Nowadays– it’s different. A year of working on a South Korean hagwon clock has gotten me used to waking up to a highnoon sun, and finishing work to moonlight. And now that I’m doing night shifts, I leave work as the sun is climbing and then go to bed before it gets any momentum– by the time I wake up, it’s already on it’s retreat. On typical days (non overnight work days) I sleep at 3 in the morning, and on overnight work days, I sleep at about 8am. I’m a night person now.
I also used to be more of a grou person. I hung out with more friends at once back in highschool. The high school band was a big thing for me. Training in Jeet Kune Do was another, because there was a class, and in a certain way there was that sorta camraderie of an event where everyone was lined up doing exactly the same thing. I might even say that in Montreal 1.0, I played badminton because of that– because I liked hanging out with the group, even though i wasn’t close with anyone.
Nowadays? I guess now although the method has changed, I haven’t changed so much. I mean, just superficially. I still prefer to meet up with people in small groups or one on one. I just don’t go through the whole process of involving myself in large things anymore. You see a gradual progression– from me participating in a band of 40 students to me just playing guitar alone or maybe with Paladin if he’s around. From me doing JKD in a class of 20, to doing semi-private lessons in a class of 4-5, to doing Numac and training one on one.
Fundamentally it’s not that anything’s changed so much, but I guess I just am more comfortable with being ‘alone’ now. I don’t feel the need to push myself to surround myself with people I don’t know.

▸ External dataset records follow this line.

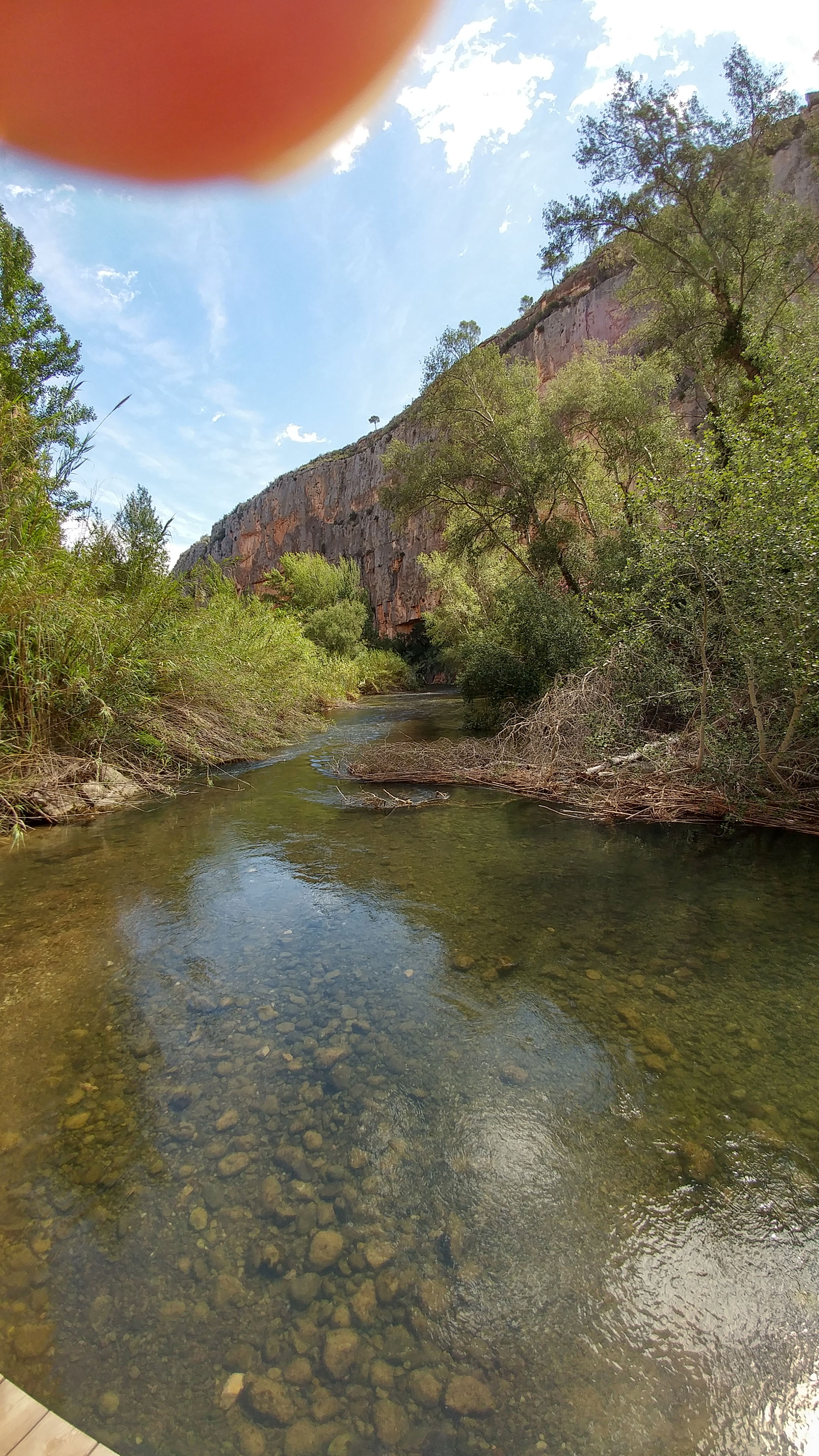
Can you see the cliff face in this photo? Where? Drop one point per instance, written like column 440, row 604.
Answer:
column 331, row 506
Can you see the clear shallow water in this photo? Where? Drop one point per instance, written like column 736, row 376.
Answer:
column 572, row 1158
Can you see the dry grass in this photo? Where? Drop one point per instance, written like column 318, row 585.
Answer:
column 550, row 756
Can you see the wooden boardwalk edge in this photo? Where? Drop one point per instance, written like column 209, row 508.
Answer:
column 28, row 1429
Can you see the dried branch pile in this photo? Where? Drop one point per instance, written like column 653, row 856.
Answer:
column 553, row 755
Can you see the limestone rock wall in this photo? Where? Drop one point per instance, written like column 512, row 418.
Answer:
column 331, row 506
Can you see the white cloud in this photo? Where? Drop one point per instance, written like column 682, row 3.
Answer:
column 344, row 151
column 114, row 286
column 471, row 97
column 295, row 435
column 636, row 28
column 57, row 199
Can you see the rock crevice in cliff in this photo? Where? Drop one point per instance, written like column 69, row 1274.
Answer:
column 331, row 506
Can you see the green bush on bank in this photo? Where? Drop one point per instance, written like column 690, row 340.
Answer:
column 336, row 613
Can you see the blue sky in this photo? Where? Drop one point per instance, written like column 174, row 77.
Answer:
column 257, row 327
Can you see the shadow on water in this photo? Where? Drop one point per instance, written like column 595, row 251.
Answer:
column 544, row 1092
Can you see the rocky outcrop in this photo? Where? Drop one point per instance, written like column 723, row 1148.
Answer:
column 333, row 506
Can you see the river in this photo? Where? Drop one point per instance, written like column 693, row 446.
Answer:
column 463, row 1129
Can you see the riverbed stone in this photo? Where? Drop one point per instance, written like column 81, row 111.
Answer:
column 425, row 1388
column 327, row 1057
column 697, row 1163
column 388, row 1283
column 433, row 1296
column 324, row 1406
column 390, row 1421
column 305, row 1439
column 304, row 1289
column 632, row 1017
column 33, row 1340
column 658, row 1042
column 299, row 1372
column 378, row 1253
column 365, row 1302
column 399, row 1345
column 326, row 1248
column 382, row 1375
column 269, row 1400
column 232, row 1164
column 231, row 1391
column 271, row 1193
column 251, row 1440
column 467, row 1395
column 340, row 1350
column 229, row 1291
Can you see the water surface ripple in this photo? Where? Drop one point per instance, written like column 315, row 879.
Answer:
column 471, row 1129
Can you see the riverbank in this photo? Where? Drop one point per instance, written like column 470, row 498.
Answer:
column 652, row 785
column 63, row 788
column 407, row 1125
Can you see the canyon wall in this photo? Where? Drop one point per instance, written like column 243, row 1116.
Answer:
column 333, row 506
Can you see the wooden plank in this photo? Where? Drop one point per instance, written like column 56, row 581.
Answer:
column 18, row 1416
column 53, row 1436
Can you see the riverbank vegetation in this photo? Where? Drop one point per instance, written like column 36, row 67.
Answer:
column 632, row 576
column 114, row 675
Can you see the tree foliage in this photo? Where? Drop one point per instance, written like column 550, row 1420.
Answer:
column 686, row 201
column 40, row 367
column 454, row 344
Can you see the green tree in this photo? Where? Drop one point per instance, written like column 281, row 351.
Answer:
column 327, row 599
column 454, row 344
column 40, row 366
column 140, row 538
column 686, row 201
column 541, row 480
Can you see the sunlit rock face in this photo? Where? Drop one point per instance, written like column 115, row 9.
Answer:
column 333, row 506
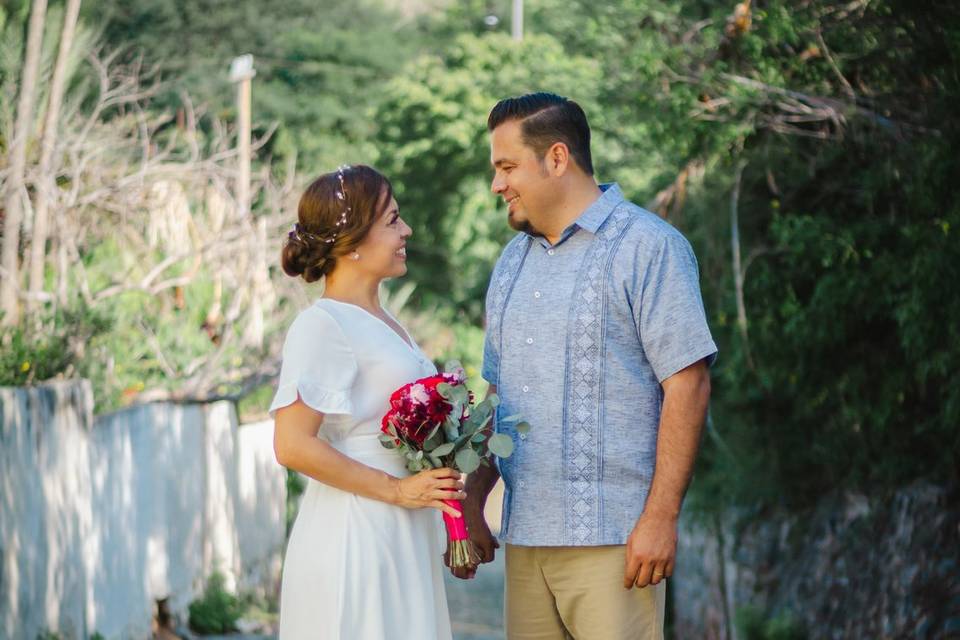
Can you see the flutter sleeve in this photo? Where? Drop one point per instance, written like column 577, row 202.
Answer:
column 318, row 364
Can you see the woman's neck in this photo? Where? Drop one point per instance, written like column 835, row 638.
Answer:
column 361, row 292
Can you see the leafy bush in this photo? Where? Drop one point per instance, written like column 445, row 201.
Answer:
column 53, row 347
column 217, row 610
column 754, row 624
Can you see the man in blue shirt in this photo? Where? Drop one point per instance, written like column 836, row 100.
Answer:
column 597, row 336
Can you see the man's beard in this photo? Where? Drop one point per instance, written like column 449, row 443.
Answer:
column 524, row 226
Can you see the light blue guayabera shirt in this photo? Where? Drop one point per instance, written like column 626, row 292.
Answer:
column 579, row 336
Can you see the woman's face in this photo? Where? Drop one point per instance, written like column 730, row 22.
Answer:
column 383, row 252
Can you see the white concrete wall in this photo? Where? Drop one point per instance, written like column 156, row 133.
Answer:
column 100, row 518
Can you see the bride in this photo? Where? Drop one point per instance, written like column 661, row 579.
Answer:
column 364, row 556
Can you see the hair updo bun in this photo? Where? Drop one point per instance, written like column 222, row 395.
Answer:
column 335, row 213
column 305, row 257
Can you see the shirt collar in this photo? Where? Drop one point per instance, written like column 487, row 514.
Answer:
column 598, row 212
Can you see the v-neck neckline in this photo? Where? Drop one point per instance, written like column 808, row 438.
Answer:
column 407, row 341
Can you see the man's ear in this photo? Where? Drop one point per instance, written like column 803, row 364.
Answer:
column 558, row 159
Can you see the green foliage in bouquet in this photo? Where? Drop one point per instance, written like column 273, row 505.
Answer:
column 462, row 444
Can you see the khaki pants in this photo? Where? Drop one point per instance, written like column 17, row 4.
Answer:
column 554, row 593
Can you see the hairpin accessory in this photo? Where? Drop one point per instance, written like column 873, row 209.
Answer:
column 297, row 232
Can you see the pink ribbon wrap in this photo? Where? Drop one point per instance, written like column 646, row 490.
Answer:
column 456, row 527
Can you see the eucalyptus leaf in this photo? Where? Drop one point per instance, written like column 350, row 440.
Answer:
column 467, row 460
column 500, row 445
column 443, row 449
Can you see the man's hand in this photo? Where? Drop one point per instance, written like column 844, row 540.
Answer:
column 485, row 542
column 651, row 550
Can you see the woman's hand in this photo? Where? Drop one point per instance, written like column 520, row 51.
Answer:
column 428, row 489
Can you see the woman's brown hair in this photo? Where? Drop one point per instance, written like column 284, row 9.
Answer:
column 334, row 215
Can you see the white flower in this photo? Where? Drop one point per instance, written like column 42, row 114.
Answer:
column 419, row 395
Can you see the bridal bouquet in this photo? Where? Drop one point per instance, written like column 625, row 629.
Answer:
column 433, row 422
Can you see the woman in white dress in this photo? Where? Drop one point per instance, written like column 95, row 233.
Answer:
column 364, row 560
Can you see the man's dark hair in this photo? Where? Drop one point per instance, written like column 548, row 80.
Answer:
column 545, row 119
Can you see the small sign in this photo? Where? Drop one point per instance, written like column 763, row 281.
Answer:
column 242, row 68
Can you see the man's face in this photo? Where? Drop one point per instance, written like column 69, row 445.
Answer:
column 520, row 178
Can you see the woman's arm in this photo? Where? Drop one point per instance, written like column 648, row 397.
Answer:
column 297, row 447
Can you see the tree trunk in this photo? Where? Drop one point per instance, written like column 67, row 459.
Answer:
column 46, row 186
column 13, row 215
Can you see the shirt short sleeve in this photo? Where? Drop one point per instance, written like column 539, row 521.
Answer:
column 671, row 320
column 318, row 364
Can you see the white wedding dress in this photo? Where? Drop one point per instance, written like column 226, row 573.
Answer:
column 357, row 568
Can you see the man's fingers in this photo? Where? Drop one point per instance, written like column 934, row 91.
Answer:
column 630, row 573
column 659, row 573
column 446, row 494
column 644, row 574
column 450, row 511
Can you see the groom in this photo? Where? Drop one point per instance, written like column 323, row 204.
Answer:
column 597, row 336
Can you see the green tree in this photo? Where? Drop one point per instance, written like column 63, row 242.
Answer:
column 433, row 144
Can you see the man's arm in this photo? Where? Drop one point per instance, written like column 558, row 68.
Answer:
column 478, row 487
column 652, row 545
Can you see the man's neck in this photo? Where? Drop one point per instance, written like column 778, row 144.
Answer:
column 570, row 206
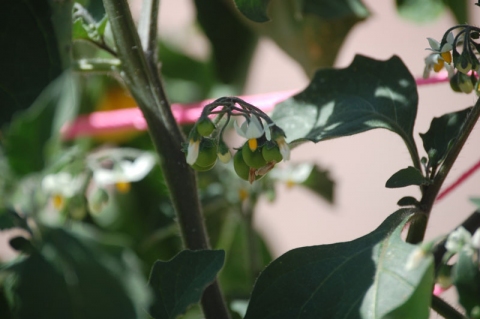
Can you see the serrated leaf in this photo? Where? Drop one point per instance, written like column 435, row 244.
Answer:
column 407, row 201
column 179, row 283
column 335, row 9
column 406, row 177
column 366, row 95
column 255, row 10
column 35, row 46
column 443, row 130
column 420, row 11
column 364, row 278
column 466, row 278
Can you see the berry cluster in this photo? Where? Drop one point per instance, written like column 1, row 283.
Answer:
column 446, row 55
column 265, row 143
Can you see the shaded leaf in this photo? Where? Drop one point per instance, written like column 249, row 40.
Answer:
column 406, row 177
column 466, row 278
column 255, row 10
column 32, row 128
column 38, row 26
column 420, row 11
column 335, row 9
column 366, row 95
column 64, row 278
column 443, row 130
column 408, row 201
column 362, row 278
column 179, row 283
column 459, row 9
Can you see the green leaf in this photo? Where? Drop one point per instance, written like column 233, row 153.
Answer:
column 35, row 46
column 364, row 278
column 406, row 177
column 220, row 22
column 466, row 278
column 66, row 278
column 459, row 9
column 42, row 122
column 366, row 95
column 179, row 283
column 335, row 9
column 255, row 10
column 420, row 11
column 442, row 132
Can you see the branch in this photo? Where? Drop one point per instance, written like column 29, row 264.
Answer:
column 145, row 85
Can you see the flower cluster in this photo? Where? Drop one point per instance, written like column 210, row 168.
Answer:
column 265, row 144
column 462, row 67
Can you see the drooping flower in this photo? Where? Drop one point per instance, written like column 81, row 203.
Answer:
column 440, row 54
column 251, row 130
column 125, row 171
column 192, row 151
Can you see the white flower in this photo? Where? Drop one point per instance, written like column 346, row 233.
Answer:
column 192, row 151
column 62, row 183
column 125, row 170
column 284, row 148
column 251, row 130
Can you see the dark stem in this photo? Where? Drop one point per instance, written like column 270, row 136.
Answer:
column 417, row 229
column 144, row 82
column 444, row 309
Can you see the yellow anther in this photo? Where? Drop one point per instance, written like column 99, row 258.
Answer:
column 123, row 187
column 447, row 56
column 252, row 144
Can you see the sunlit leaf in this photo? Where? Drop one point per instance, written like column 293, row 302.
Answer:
column 406, row 177
column 255, row 10
column 420, row 11
column 179, row 283
column 466, row 277
column 35, row 44
column 443, row 130
column 366, row 95
column 364, row 278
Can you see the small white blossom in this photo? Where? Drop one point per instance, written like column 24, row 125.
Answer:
column 192, row 151
column 62, row 183
column 125, row 170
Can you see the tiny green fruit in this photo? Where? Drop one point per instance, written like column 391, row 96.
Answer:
column 271, row 153
column 253, row 159
column 207, row 155
column 205, row 126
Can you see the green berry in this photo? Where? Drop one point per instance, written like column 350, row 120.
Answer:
column 271, row 153
column 253, row 159
column 207, row 156
column 205, row 126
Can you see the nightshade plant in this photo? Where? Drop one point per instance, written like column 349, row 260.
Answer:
column 94, row 217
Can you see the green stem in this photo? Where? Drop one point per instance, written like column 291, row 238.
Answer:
column 417, row 229
column 145, row 84
column 444, row 309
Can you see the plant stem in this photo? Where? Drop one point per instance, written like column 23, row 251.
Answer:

I mean, on some level, I do– because I need to meet new people to freshen things up– but I guess what I’m saying is that I’ve come to really appreciate meaningful relationships with people, a genuine pursuit of moments where time flies.
I don’t do much social ‘charity’ work nowadays, and if there’s anything this little reunion highlights, it’s that I don’t necessarily have to; there are people out there who are just fun and who I don’t feel bored or burdened to be around.